By Scott Hewitt, Columbian Arts & Features Reporter



If You Go

• What: “Abstract Reality,” artists reception and grand opening of Art at the Cave.

Featuring: New works by Anne John, Cynthia Heise, Kathi Rick

When: 5 to 9 p.m. today. Exhibit continues through Oct. 28.

Where:, 108 E. Evergreen Blvd.

Admission: Free

On the web:

• First Friday Art Walk: Download the monthly “hotsheet” at

When you venture into a cave, you’re wise to expect the unexpected. Caves contain challenges and mysteries, unsettling twists and turns, drops into darkness, bursts of air and light. The new Art at the Cave gallery on Evergreen Boulevard in downtown Vancouver isn’t exactly like that; it’s a big, airy space with pristine white walls and a gleaming wood floor. Curator Anne John means to keep it that way, she said; even with artworks occupying those walls, there’s enough room so each seems to stand alone, rather than jostling neighboring artworks for your eyeballs’ attention.

“The gallery itself is a work of art,” John said.

But the mission of the place will always be “experimental” in that cavelike way, John said during a recent preview of the place: challenging, audacious and bold. Artworks will be selected for their excellence and their daring, John said, not their saleability.

“We’re not judging art based on commercial qualities,” she said. “We do art to express ourselves.”

John’s partners in creating and launching the gallery are two longtime artist friends of hers with very different visions; the three women’s works make up this month’s grand opening exhibit, “Abstract Reality.” Don’t miss it during tonight’s Friday Art Walk.

Nearest the front door and picture windows are the large, luminous paintings of John, who blends human figures with symbolic, surreal environments; in back, in a raised upper gallery that also provides a broad view of the place, are the colorful, whimsical dreamscapes of painter Cynthia Heise; and, plopped right in the middle of the main floor, is a tiny “black box theater” where performance and multimedia artist Kathi Rick will show “The Whale,” a flowing multi-screen video that’s “a contrast of beauty horror and grace,” she said.

The enclosed black box will serve as an experimental media space, Rick said — and a convenient spot for posting an “adult content” disclaimer on the exterior.

“We mean to shake things up,” Rick said.


Art at the Cave has opened its doors just around the corner from the former North Bank Artists Gallery, which closed its own doors a few months ago after giving up on trying to afford its rising Main Street rent.

But its founders emphasized that Art at the Cave is not aiming to replace North Bank, a co-op business that emphasized local artists and open calls to the whole community to exhibit works on broad themes. Art at the Cave aims to fill some of the public gaps left by North Bank’s departure — such as artist talks and community conversations about the role of art — but its founders said they hope to exhibit outside artists with bigger reputations.
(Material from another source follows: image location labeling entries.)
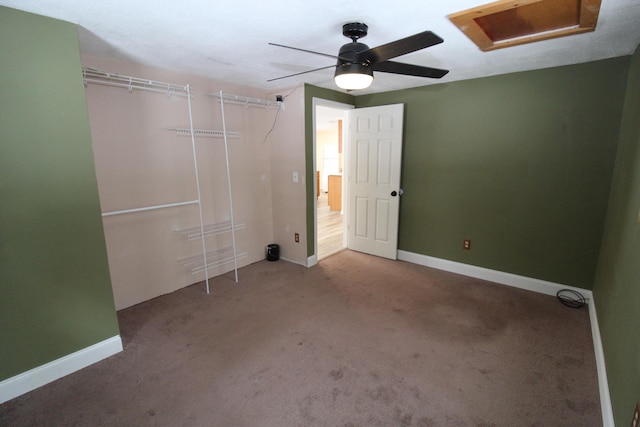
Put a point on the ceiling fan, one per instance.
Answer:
(357, 62)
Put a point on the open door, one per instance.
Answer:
(375, 157)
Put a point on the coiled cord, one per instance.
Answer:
(571, 298)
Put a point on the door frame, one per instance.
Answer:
(338, 106)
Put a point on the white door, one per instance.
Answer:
(375, 150)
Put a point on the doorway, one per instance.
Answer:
(330, 129)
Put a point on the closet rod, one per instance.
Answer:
(93, 75)
(150, 208)
(248, 102)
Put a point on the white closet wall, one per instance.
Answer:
(142, 161)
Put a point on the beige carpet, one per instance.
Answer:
(354, 341)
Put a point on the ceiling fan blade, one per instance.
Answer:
(304, 50)
(400, 47)
(409, 69)
(303, 72)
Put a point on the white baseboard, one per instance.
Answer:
(535, 285)
(522, 282)
(37, 377)
(312, 260)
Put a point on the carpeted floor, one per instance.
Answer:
(355, 341)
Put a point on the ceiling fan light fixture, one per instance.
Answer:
(353, 76)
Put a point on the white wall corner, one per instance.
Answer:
(603, 382)
(534, 285)
(37, 377)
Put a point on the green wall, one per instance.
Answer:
(55, 290)
(617, 286)
(311, 92)
(521, 164)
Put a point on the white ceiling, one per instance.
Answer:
(227, 39)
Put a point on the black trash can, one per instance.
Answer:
(273, 252)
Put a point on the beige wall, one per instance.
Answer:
(326, 137)
(140, 163)
(288, 197)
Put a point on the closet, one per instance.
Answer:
(166, 185)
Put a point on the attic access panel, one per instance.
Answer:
(508, 23)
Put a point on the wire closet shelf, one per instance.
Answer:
(199, 263)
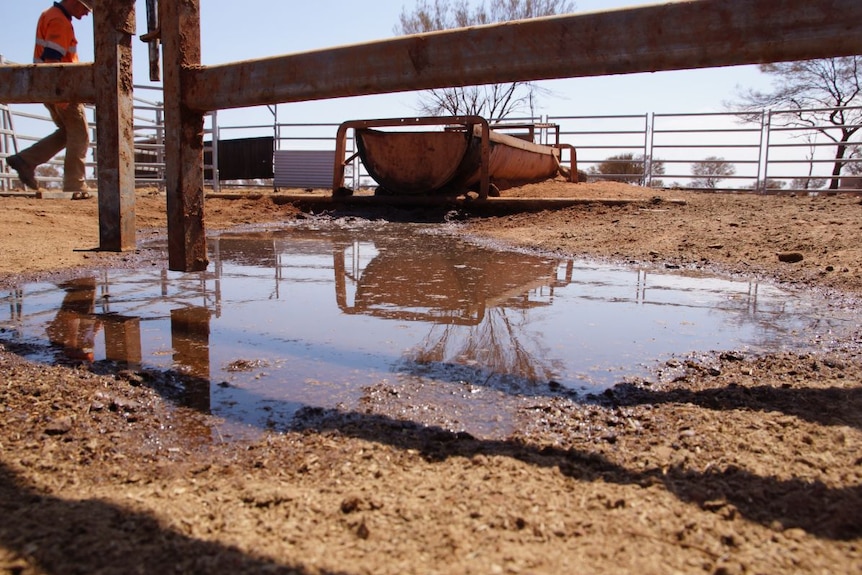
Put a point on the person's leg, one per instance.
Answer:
(49, 146)
(77, 145)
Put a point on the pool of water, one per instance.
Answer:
(391, 317)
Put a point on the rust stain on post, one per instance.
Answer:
(113, 31)
(180, 27)
(672, 36)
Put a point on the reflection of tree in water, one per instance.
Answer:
(494, 352)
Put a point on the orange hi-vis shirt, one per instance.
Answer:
(55, 37)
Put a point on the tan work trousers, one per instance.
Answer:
(73, 135)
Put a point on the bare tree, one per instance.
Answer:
(817, 95)
(710, 171)
(495, 101)
(628, 168)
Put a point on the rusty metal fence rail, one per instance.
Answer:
(759, 153)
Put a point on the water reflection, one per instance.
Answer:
(393, 320)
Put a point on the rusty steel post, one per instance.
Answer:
(668, 36)
(114, 27)
(181, 51)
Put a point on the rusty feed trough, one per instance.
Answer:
(467, 155)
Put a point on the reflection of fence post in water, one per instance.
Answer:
(122, 339)
(190, 339)
(74, 327)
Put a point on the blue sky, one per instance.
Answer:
(237, 30)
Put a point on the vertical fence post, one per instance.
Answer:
(765, 138)
(216, 182)
(181, 50)
(113, 28)
(648, 142)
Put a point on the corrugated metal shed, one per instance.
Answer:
(304, 168)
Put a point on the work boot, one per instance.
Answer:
(26, 173)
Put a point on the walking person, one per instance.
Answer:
(55, 43)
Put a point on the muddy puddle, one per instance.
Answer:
(391, 319)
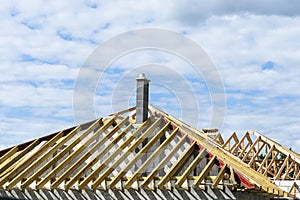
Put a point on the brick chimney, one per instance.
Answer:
(142, 98)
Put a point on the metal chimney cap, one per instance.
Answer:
(142, 76)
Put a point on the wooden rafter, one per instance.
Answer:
(139, 155)
(58, 156)
(205, 171)
(191, 167)
(84, 157)
(116, 153)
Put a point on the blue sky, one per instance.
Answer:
(254, 46)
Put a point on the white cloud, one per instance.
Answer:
(43, 45)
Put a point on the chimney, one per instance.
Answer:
(142, 98)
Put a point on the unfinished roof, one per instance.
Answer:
(162, 153)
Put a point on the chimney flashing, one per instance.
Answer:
(142, 98)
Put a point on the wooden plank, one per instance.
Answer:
(19, 155)
(130, 149)
(96, 171)
(58, 156)
(232, 178)
(278, 146)
(100, 155)
(205, 171)
(270, 164)
(278, 175)
(266, 158)
(227, 143)
(256, 154)
(219, 177)
(251, 148)
(235, 147)
(21, 171)
(192, 166)
(8, 154)
(73, 155)
(155, 154)
(291, 165)
(177, 165)
(139, 155)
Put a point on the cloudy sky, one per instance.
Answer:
(255, 48)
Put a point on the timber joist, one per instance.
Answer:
(162, 153)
“We want to go outside the bounds of what’s usually presented down here” in downtown Vancouver, Rick said. “There is a lot of art out there. We think Vancouver is ready to see it. I get goosebumps thinking about the possibilities.”

John and her friends started cooking up the idea of a new, edgier art gallery that they would manage themselves several years ago, they said. John’s son, who works with developer C.E. John, took care of remodeling the antique downtown space.

There were surprises and challenges, such as asbestos abatement and diverting a long wheelchair ramp, which would have interrupted the main room, into a better use of space as well as a work of art in its own right. The ramp now takes an elbow turn and helps separate the upper gallery from the lower one.

“Our feeling in the end is that we took this hole in the wall, and all this magic happened,” John said. “The way it came out is beautiful.”

And who paid for all that?

“My mother left me a little lump sum,” John said. “She loved art. She was an art collector. I am turning 70 and I decided to spend the money in a way she would have really loved and appreciated.”